Docker Container: Base (see Docker Containers for more details)

./docker/run_docker.sh

Training Command#

Training uses IsaacLab’s RSL-RL training script directly. The --external_callback argument points to an Arena function that runs before training starts — it reads the --task argument, builds the environment, and registers it with gym so IsaacLab’s script can find it by name.

python submodules/IsaacLab/scripts/reinforcement_learning/rsl_rl/train.py \
  --external_callback isaaclab_arena.environments.isaaclab_interop.environment_registration_callback \
  --task lift_object \
  --num_envs 512 \
  --max_iterations 12000

Tip

Add --headless to suppress the GUI when running on a headless server.

Checkpoints are written to logs/rsl_rl/generic_experiment/<timestamp>/. The agent configuration is saved alongside as params/agent.yaml, which the evaluation script uses to reconstruct the policy at inference time.
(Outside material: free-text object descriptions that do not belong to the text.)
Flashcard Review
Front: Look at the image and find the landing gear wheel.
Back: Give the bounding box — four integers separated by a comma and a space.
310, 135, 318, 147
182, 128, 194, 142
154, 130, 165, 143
Overriding Hyperparameters#

Hyperparameters come from RLPolicyCfg in isaaclab_arena_examples/policy/base_rsl_rl_policy.py and can be overridden with Hydra syntax appended to the training command:

# Change network activation function to relu (default: elu)
agent.policy.activation=relu

# Adjust the learning rate (default: 0.0001)
agent.algorithm.learning_rate=0.001

# Save a checkpoint more frequently (default: every 200 iterations)
agent.save_interval=500

For example, to train with relu activation and a higher learning rate:

python submodules/IsaacLab/scripts/reinforcement_learning/rsl_rl/train.py \
  --external_callback isaaclab_arena.environments.isaaclab_interop.environment_registration_callback \
  --task lift_object \
  --num_envs 512 \
  --max_iterations 12000 \
  agent.policy.activation=relu \
  agent.algorithm.learning_rate=0.001

Monitoring Training#

Launch Tensorboard to monitor progress:

python -m tensorboard.main --logdir logs/rsl_rl

During training, each iteration prints a summary to the console:

Learning iteration 2000/12000

                          Computation: 308 steps/s (collection: 4.600s, learning 0.377s)
                Mean action noise std: 1.00
             Mean value_function loss: 0.0273
                  Mean surrogate loss: -0.0138
                    Mean entropy loss: 9.9339
                          Mean reward: 0.65
                  Mean episode length: 12.00
           Episode_Reward/action_rate: -0.0000
             Episode_Reward/joint_vel: -0.0001
       Episode_Reward/reaching_object: 0.0000
        Episode_Reward/lifting_object: 0.1050
   Episode_Reward/object_goal_tracking: 0.0223
   Episode_Reward/object_goal_tracking_fine_grained: 0.0000
   Metrics/object_pose/position_error: 0.5721
   Metrics/object_pose/orientation_error: 2.2834
         Episode_Termination/time_out: 0.0423
   Episode_Termination/object_dropped: 0.0000
          Episode_Termination/success: 0.0000
================================================================================
                      Total timesteps: 1536
                       Iteration time: 4.98s
                         Time elapsed: 00:00:04
                                  ETA: 00:00:49

Multi-GPU Training#

Add --distributed to spread environments across all available GPUs:

python submodules/IsaacLab/scripts/reinforcement_learning/rsl_rl/train.py \
  --external_callback isaaclab_arena.environments.isaaclab_interop.environment_registration_callback \
  --task lift_object \
  --num_envs 512 \
  --max_iterations 12000 \
  --headless \
  --distributed

Expected Results#

After 12,000 iterations (~6 hours on a single GPU with 512 environments), the trained policy should reliably grasp and lift objects to commanded target positions.

../../../_images/lift_object_rl_task.gif

Note

Training performance depends on hardware, environment configuration, and random seed. For best results, use a powerful GPU (e.g., RTX 4090, A100, L40).